Tomaz Soares, empresário da Comercial Soares, que atua no setor de insumos e defensivos agrícolas, afirma que até mesmo a agricultura familiar enfrentou os impactos desse cenário adverso em 2025. “O ano foi desafiador para muitos produtores. O clima resultou em perdas significativas e a economia apertada limitou a capacidade de investimento, refletindo diretamente no desempenho das propriedades e na demanda por insumos”, ressalta.
Resiliência e Expectativas para 2026
Apesar dos desafios, o Sistema Faemg Senar acredita que os resultados obtidos confirmam a resiliência do agronegócio mineiro, que conseguiu expandir a produção e as exportações mesmo frente a um ambiente difícil. Para 2026, as previsões são de que o setor mantenha seu protagonismo, embora o contexto continue a exigir planejamento, gestão eficiente de custos e aumento da produtividade a fim de sustentar os ganhos observados neste ano.
Crescimento do Arco Norte e Logística de Grãos
No âmbito nacional, o Arco Norte tem se tornado uma peça-chave no escoamento de grãos. O Terminal de Grãos do Maranhão (Tegram), localizado no Porto do Itaqui, encerra o ano como um elemento central nessa transformação logística, ampliando os volumes embarcados e se consolidando como uma alternativa aos tradicionais corredores do Sul e Sudeste do Brasil. Em 2025, o consórcio TEGRAM-Itaqui movimentou 13,5 milhões de toneladas de grãos, com 202 navios se direcionando, principalmente, para mercados na Europa e na Ásia.

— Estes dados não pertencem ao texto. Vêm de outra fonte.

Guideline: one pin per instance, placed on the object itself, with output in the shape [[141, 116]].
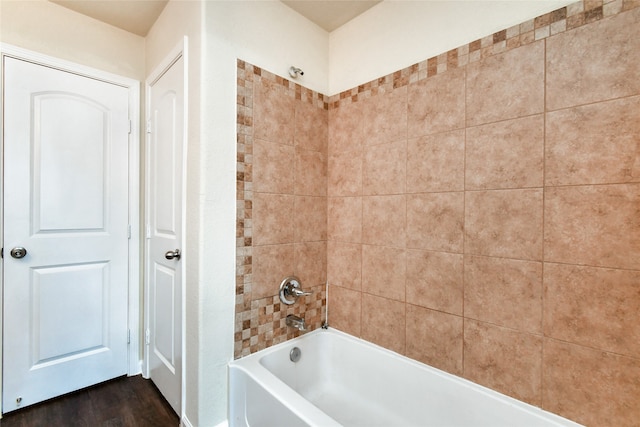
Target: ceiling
[[138, 16], [134, 16], [330, 14]]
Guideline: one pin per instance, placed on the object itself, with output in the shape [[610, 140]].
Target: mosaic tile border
[[261, 323], [558, 21]]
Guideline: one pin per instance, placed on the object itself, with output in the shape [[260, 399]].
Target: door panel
[[65, 201], [165, 203]]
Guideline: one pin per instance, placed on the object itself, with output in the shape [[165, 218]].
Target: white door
[[165, 154], [65, 202]]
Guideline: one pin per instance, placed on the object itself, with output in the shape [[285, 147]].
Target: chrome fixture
[[295, 354], [173, 254], [18, 252], [295, 72], [296, 322], [291, 290]]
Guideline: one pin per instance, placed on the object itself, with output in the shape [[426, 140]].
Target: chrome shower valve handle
[[291, 290]]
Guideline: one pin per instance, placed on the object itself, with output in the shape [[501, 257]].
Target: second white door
[[165, 257], [66, 144]]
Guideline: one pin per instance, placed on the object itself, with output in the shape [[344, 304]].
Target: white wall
[[50, 29], [396, 34]]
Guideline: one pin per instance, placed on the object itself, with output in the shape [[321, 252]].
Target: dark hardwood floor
[[124, 401]]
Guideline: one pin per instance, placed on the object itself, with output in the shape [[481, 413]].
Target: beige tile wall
[[482, 210]]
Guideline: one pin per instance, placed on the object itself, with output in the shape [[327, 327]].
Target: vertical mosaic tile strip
[[261, 323]]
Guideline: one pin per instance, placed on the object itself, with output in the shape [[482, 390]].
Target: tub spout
[[296, 322]]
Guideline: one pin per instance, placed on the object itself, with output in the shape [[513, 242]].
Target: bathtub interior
[[357, 383]]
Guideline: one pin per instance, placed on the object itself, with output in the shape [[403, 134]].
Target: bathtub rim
[[251, 365]]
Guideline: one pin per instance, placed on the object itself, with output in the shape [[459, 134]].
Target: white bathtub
[[344, 381]]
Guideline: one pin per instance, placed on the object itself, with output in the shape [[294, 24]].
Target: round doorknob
[[172, 254], [18, 252]]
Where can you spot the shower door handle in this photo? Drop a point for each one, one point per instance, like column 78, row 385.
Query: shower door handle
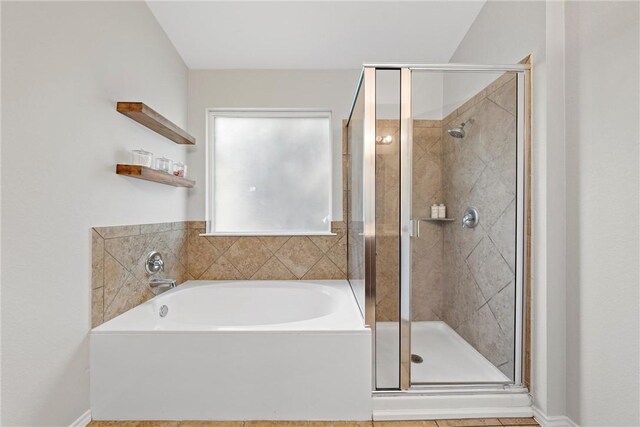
column 415, row 228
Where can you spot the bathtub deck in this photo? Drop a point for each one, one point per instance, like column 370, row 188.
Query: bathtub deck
column 507, row 422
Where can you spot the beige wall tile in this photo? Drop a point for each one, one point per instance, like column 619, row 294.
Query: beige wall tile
column 324, row 269
column 299, row 254
column 200, row 253
column 248, row 254
column 97, row 260
column 273, row 269
column 221, row 269
column 97, row 307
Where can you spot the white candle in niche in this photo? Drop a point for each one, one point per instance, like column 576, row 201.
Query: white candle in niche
column 442, row 211
column 434, row 211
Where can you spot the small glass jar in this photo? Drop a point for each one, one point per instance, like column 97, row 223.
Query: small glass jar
column 179, row 169
column 142, row 158
column 165, row 165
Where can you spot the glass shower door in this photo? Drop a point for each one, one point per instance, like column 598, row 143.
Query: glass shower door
column 462, row 272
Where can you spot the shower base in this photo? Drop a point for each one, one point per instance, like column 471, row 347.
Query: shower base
column 447, row 357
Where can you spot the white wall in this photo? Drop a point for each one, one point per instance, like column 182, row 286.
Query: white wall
column 323, row 89
column 64, row 65
column 602, row 73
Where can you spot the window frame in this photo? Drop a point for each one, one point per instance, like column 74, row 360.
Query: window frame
column 210, row 116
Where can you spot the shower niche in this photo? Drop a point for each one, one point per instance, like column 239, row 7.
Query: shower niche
column 446, row 298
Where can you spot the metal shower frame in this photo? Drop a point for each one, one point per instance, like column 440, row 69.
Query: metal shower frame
column 368, row 83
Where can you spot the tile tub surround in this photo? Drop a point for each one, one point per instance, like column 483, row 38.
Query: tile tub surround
column 266, row 257
column 119, row 281
column 479, row 263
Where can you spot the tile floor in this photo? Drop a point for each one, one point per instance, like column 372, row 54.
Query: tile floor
column 480, row 422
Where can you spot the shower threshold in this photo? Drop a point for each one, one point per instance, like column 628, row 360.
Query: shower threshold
column 447, row 357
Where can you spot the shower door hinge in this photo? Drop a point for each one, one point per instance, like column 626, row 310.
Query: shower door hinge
column 415, row 228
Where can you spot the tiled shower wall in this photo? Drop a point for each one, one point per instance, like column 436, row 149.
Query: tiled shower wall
column 479, row 170
column 465, row 277
column 426, row 268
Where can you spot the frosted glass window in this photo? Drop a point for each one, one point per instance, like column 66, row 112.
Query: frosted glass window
column 269, row 172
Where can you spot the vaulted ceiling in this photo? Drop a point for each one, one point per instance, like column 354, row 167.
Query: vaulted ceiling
column 313, row 34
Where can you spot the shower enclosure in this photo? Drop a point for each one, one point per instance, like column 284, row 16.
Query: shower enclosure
column 445, row 296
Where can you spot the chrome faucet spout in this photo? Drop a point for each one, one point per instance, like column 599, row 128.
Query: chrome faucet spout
column 159, row 286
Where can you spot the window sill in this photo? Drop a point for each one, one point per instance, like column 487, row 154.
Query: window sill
column 257, row 234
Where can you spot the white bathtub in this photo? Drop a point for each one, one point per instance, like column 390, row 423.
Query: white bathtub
column 232, row 350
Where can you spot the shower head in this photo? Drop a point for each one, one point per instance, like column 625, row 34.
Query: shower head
column 458, row 131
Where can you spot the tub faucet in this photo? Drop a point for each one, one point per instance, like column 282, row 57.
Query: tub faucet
column 159, row 286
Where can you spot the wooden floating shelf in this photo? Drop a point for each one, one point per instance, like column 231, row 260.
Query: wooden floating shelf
column 150, row 118
column 148, row 174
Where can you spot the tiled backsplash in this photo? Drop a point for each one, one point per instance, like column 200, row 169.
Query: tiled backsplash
column 118, row 279
column 120, row 282
column 266, row 257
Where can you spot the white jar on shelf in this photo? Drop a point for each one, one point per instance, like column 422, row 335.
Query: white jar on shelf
column 434, row 211
column 142, row 158
column 442, row 211
column 165, row 165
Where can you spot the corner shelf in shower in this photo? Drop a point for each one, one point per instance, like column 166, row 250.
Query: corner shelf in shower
column 150, row 118
column 148, row 174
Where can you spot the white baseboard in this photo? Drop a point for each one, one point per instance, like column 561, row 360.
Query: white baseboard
column 433, row 407
column 83, row 420
column 552, row 420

Deste total, 11,7 milhões de toneladas foram de soja e 1,8 milhão de toneladas de milho, conforme o balanço do consórcio. Essa operação atende, em grande parte, a produção da região do MATOPIBA — que inclui Maranhão, Tocantins, Piauí e Bahia — além do Nordeste de Mato Grosso, áreas que têm aumentado sua participação nas exportações brasileiras nos últimos anos, impulsionadas pelo incremento na produtividade e pela diminuição da distância média até os portos.

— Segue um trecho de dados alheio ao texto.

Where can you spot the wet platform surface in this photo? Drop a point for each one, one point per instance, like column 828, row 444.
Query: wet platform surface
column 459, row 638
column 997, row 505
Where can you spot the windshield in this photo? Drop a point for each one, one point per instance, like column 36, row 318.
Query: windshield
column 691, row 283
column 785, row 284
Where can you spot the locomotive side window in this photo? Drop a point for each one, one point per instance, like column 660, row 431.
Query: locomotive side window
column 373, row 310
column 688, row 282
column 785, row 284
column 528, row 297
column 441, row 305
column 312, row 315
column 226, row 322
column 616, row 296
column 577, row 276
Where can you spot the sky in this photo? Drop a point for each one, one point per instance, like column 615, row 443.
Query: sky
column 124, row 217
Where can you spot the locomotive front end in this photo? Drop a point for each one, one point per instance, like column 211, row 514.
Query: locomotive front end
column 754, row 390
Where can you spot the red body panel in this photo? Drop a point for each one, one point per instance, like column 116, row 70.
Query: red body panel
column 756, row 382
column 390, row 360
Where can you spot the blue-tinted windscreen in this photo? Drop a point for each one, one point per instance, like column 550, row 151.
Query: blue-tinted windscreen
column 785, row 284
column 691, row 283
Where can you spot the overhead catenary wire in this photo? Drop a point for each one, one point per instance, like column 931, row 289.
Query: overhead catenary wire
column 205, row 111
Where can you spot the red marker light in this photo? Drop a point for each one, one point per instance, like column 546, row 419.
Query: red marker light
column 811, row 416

A consolidação do Tegram ocorre em um momento estratégico para o agronegócio brasileiro. A Companhia Nacional de Abastecimento (Conab) estima que a safra de grãos para 2025/26 deve atingir 354,8 milhões de toneladas, o que requer uma logística eficiente para evitar gargalos no escoamento. Neste cenário, o Arco Norte se destaca, promovendo a redução de custos de frete, tempo de viagem e dependência dos corredores tradicionais.
Com uma década de operação, o Tegram tem um papel crucial na reorganização da logística agrícola no Brasil. Sua estrutura atual possui capacidade estática de armazenagem de 500 mil toneladas, distribuídas em quatro armazéns, além de moegas rodoviárias que recebem mais de 900 caminhões por dia e um sistema ferroviário com capacidade de descarga simultânea de oito vagões, aumentando a previsibilidade nas operações.
Investimentos e Futuro do Tegram
O avanço operacional é acompanhado de um novo ciclo de investimentos. A terceira fase de expansão do terminal prevê um aporte de R$ 1,16 bilhão, com destaque para a construção de um terceiro berço de atracação. Isso deve aumentar a capacidade anual do complexo em 8,5 milhões de toneladas, elevando o potencial total para cerca de 23,5 milhões de toneladas por ano.
A ampliação busca acompanhar o crescimento estrutural da produção de grãos na região Centro-Norte e consolidar o Porto do Itaqui como um dos maiores complexos exportadores do Brasil. Para o setor, o avanço do Tegram representa não apenas um aumento de capacidade, mas uma mudança significativa na geografia logística do agronegócio brasileiro, impactando diretamente a competitividade, margem do produtor e a inserção do Brasil no comércio global de alimentos.